Harrow and Hillingdon Geological Society
Geologist in the Arctic
A Geologist in the Arctic
Alaska is approximately ¼ the landmass of USA. In 1961, work was initiated to locate oil in the Brookes Range, which runs from east to west for about 700 miles, and also on the Arctic coastal plain. There was a series of overlapping camps about 35 miles apart. Excavation revealed Neolithic knapped flints of obsidian, which had been made into scrapers and arrowheads. This is an area of permafrost, about 2,000ft thick, which remains at or below freezing for 2 or more years. The Brookes range is snow-covered but was previously ice-free and has some remarkable peri-glacial phenomena, many showing typical hexagonal forms. There are pingoes or ice volcanoes, and alfeis which is ice grounded on shingle. These alfeis never melt but forms dams on the rivers. Caribou inhabit this area as it is mosquito free. The permafrost is of high ice content and can cause the pipeline to rupture. The arctic is climatically a desert with <7 inches of precipitation and snow like talcum powder.
All the buildings were prefabricated elsewhere and taken to Alaska. In winter the temperatures are -20 to -30º C.

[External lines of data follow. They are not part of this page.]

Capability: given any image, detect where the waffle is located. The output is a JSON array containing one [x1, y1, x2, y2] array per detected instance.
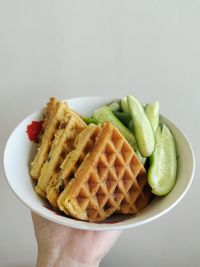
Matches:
[[46, 124, 100, 208], [35, 113, 86, 197], [30, 98, 69, 180], [57, 122, 150, 222]]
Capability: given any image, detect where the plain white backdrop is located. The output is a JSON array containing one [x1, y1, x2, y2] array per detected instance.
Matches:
[[0, 0, 200, 267]]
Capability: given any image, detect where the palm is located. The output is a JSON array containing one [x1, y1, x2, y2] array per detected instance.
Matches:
[[32, 213, 120, 262]]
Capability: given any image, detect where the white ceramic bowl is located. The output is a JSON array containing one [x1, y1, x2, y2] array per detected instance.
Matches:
[[4, 97, 195, 230]]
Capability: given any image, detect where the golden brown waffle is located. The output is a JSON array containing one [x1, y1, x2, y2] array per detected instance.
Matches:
[[35, 111, 86, 197], [46, 124, 100, 208], [30, 98, 69, 180], [58, 122, 151, 222]]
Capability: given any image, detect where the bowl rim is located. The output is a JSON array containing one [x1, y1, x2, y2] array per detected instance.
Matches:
[[3, 96, 195, 231]]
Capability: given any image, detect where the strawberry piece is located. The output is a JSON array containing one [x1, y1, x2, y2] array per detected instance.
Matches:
[[26, 121, 43, 142]]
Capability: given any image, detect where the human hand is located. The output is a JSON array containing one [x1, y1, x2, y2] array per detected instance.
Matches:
[[32, 213, 121, 267]]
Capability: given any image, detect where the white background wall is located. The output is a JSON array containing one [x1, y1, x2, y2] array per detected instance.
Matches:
[[0, 0, 200, 267]]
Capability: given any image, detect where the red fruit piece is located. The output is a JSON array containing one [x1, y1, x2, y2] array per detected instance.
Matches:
[[26, 121, 43, 142]]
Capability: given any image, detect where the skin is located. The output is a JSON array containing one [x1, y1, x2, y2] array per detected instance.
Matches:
[[32, 213, 121, 267]]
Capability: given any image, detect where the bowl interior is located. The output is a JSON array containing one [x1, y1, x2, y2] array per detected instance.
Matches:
[[4, 97, 194, 230]]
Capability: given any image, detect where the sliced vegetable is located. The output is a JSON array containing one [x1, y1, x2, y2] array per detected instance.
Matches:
[[93, 106, 137, 153], [127, 96, 155, 157], [148, 125, 177, 196], [144, 102, 160, 132], [113, 111, 132, 127], [108, 102, 120, 111], [93, 106, 146, 164], [120, 96, 129, 112]]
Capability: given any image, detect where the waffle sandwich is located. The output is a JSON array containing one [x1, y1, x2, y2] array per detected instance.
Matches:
[[30, 98, 151, 222], [58, 122, 151, 222]]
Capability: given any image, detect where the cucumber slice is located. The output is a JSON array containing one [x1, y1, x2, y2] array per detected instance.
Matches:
[[93, 106, 137, 150], [120, 96, 129, 112], [108, 102, 120, 111], [113, 111, 132, 127], [127, 96, 155, 157], [144, 102, 160, 132], [148, 125, 177, 196], [128, 120, 134, 133]]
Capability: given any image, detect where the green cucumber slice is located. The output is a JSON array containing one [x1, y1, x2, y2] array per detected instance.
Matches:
[[120, 96, 129, 112], [113, 111, 132, 127], [108, 102, 120, 111], [93, 106, 137, 150], [148, 124, 177, 196], [144, 102, 160, 132], [127, 96, 155, 157]]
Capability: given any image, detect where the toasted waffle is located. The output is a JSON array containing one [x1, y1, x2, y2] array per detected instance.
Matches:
[[57, 122, 149, 222], [35, 113, 86, 197], [46, 124, 100, 208], [30, 98, 69, 180]]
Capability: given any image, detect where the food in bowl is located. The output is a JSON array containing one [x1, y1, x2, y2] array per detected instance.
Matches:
[[27, 97, 177, 222]]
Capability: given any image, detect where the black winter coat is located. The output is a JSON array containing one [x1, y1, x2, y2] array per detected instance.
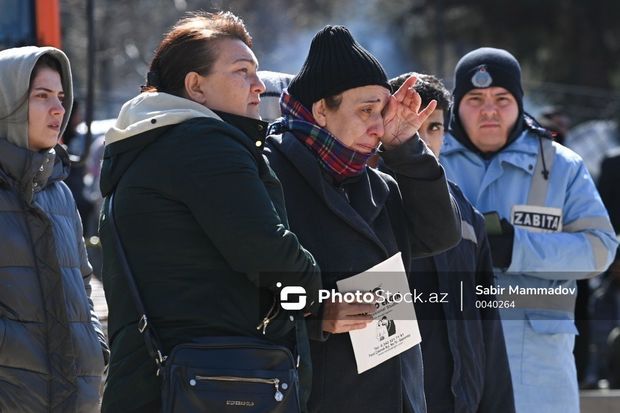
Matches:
[[266, 133, 460, 413], [412, 182, 515, 413], [0, 139, 107, 413], [100, 117, 320, 413]]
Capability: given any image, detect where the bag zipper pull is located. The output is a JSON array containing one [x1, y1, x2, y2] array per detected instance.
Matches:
[[273, 379, 284, 402], [256, 317, 271, 335]]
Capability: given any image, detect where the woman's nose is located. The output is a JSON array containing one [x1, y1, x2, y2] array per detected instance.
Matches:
[[51, 99, 65, 116], [252, 75, 266, 95]]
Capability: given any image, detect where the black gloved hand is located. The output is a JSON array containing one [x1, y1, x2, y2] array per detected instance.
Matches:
[[489, 218, 515, 268]]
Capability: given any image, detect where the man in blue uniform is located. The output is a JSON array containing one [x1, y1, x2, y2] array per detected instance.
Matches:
[[390, 73, 515, 413], [441, 48, 618, 413]]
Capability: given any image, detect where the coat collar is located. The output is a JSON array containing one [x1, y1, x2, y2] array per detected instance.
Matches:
[[213, 110, 269, 151], [0, 139, 70, 203], [268, 133, 390, 255]]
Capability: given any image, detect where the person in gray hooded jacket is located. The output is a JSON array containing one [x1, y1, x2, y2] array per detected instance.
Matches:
[[0, 46, 108, 413]]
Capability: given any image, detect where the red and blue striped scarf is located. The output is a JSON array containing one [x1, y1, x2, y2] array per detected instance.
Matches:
[[268, 90, 375, 182]]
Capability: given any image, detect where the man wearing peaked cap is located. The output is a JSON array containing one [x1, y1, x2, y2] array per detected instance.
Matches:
[[266, 26, 460, 413], [441, 47, 618, 413]]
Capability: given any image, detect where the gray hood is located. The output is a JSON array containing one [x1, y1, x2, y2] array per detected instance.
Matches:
[[105, 92, 221, 145], [0, 46, 73, 148]]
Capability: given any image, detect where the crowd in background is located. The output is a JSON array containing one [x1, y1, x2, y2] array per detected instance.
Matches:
[[0, 7, 620, 413]]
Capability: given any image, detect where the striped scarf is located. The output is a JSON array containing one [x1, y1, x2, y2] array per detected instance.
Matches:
[[268, 90, 376, 182]]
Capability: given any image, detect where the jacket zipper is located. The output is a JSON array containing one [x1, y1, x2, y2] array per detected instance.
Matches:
[[256, 300, 279, 335], [189, 376, 285, 402]]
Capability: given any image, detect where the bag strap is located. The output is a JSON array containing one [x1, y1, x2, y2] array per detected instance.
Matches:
[[107, 192, 167, 376]]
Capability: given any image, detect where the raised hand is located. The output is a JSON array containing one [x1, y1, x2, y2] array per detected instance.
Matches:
[[381, 76, 437, 149], [323, 301, 376, 334]]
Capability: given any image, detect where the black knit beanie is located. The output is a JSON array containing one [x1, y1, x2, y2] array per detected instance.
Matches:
[[449, 47, 526, 157], [452, 47, 523, 112], [288, 26, 391, 110]]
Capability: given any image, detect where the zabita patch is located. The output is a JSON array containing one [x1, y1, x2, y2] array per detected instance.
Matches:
[[510, 205, 562, 232]]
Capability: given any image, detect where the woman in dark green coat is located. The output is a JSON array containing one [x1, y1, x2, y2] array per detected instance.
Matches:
[[100, 13, 320, 412]]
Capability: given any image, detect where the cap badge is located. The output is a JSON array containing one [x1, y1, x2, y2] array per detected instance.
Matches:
[[471, 65, 493, 88]]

The pipeline went from Prudhoe Bay to the Valdez terminal as this is an all year ice-free port. For about half of its length the pipeline is above ground and is designed to withstand earthquakes of up to 8.5 on the Richter scale. The pipe is 48 inches in diameter and carries insulation of aluminium 12 inches thick. The tundra also acts as a very good insulator. The temperature of the oil is 123º F, and the reservoir is located in perma-triassic sandstone 8-9.5 x 103 feet thick. In summer it is often 90-95º F but in winter, it drops to -60º F. There are roads from Fairbanks to Anchorage.
This was a fascinating talk with some lovely slides depicting spectacular glacial scenery. It was not too taxing on the brain and provoked a lot of questions.